The sequential decrease of 6.1% in our net sales in the third quarter 2013 was partially due to the exiting of certain customer contracts and countries as well as the divestments of businesses not consistent with our strategic focus. Excluding these two factors, our net sales in the third quarter 2013 decreased by approximately 4%, primarily due to seasonality, which affected both Global Services and Mobile Broadband, and the negative effect of foreign currency fluctuations. The sequential decrease in Global Services net sales was primarily due to lower sales in professional services and customer care services, partially offset by higher sales in network implementation activity. The slight sequential decrease in Mobile Broadband net sales was primarily due to lower seasonal sales. On a regional basis, our net sales decline was primarily related to lower seasonal spending in Europe and lower investments from operators in Latin America.

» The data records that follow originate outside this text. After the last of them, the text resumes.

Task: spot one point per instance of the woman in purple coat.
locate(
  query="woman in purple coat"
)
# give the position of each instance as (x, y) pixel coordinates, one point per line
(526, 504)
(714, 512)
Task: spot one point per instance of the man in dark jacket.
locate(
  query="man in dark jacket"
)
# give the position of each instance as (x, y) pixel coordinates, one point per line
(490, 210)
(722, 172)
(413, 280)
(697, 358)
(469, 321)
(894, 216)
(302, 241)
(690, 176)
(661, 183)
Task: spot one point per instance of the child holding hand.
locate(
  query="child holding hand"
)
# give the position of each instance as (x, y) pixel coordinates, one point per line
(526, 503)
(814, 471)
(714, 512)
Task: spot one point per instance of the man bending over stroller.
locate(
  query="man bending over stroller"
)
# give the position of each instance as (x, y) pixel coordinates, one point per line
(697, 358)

In the third quarter 2013, Global Services represented 51% of our net sales, compared to 50% in the third quarter 2012 and 53% in the second quarter 2013. In the third quarter 2013, Mobile Broadband represented 49% of our net sales, compared to 48% in the third quarter 2012 and 46% in the second quarter 2013.

Q3 2013 Operating Highlights:

  • Mobile broadband deal momentum continued and during the quarter we were selected by Tele2 Netherlands to deliver 4G and related services nationwide; appointed by Celcom in Malaysia to supply 4G network infrastructure and services; expanded the 2G network and renewed services contracts in Southern Iraq for Korek Telecom; launched commercial LTE services in Paris for SFR; were appointed by Mobily in Saudi Arabia, to further modernize and expand its 2G, 3G and 4G networks; were chosen by MTS to provide a network upgrade and services in the Ukraine; and deployed FDD-LTE and a full range of services for MTS in the Moscow and Central Russia regions.
  • We continue to lead in 4G technology, and by September, had helped all three major Korean operators – SK Telecom, LG U+ and Korea Telecom – to become the world’s first to launch LTE-Advanced commercially, using the capabilities of our Flexi Multiradio Base Stations. During September, we also demonstrated the world’s first 4G TD-LTE network trial showing that Authorized Shared Access (ASA) is paving the way for future 5G networks. For the live trial, we deployed our network elements – commercial Single RAN Flexi MultiRadio 10 Base Stations, commercial Core Network and commercial NetAct network management system – in three Finnish cities.
  • In August, industry analyst firm, Gartner, positioned us in the ‘Leaders’ quadrant of the Magic Quadrant for LTE Network Infrastructure, for the second consecutive year. The ranking – based on an evaluation of the company’s product development and innovation, financial performance, and customer references – places us among the three global network suppliers best positioned to support a mobile operator’s future in LTE, TD-LTE and LTE-Advanced.
  • We continue to invest in innovation to stay at the forefront of mobile broadband. In July, with CDNetworks, we began working to accelerate the delivery of benefits from Liquid Applications, driving a step change in the mobile broadband experience and opening up new revenue streams for operators. In September, with SK Telecom, we completed the world’s first proof-of-concept of Liquid Applications over LTE, achieving a major milestone for enhancing the mobile broadband experience.
    The successful testing was conducted with three advanced services over LTE: location-based mobile advertising, augmented reality and premium application delivery.
  • We have completed comprehensive testing of mobile voice core services running in the Telco Cloud and in July we confirmed that our cloud technology is on the brink of commercial deployment. We successfully demonstrated an exhaustive set of use cases covering Voice over LTE (VoLTE) based on IP Multimedia Subsystem (IMS) and full cloud orchestration, including cloud application management capabilities.
  • In July, our Customer Experience Management (CEM) contract with Beijing Mobile was extended, to implement an extensive Quality of Experience solution, further improving our end-user customer experience, linking network performance with subscriber satisfaction and application behavior.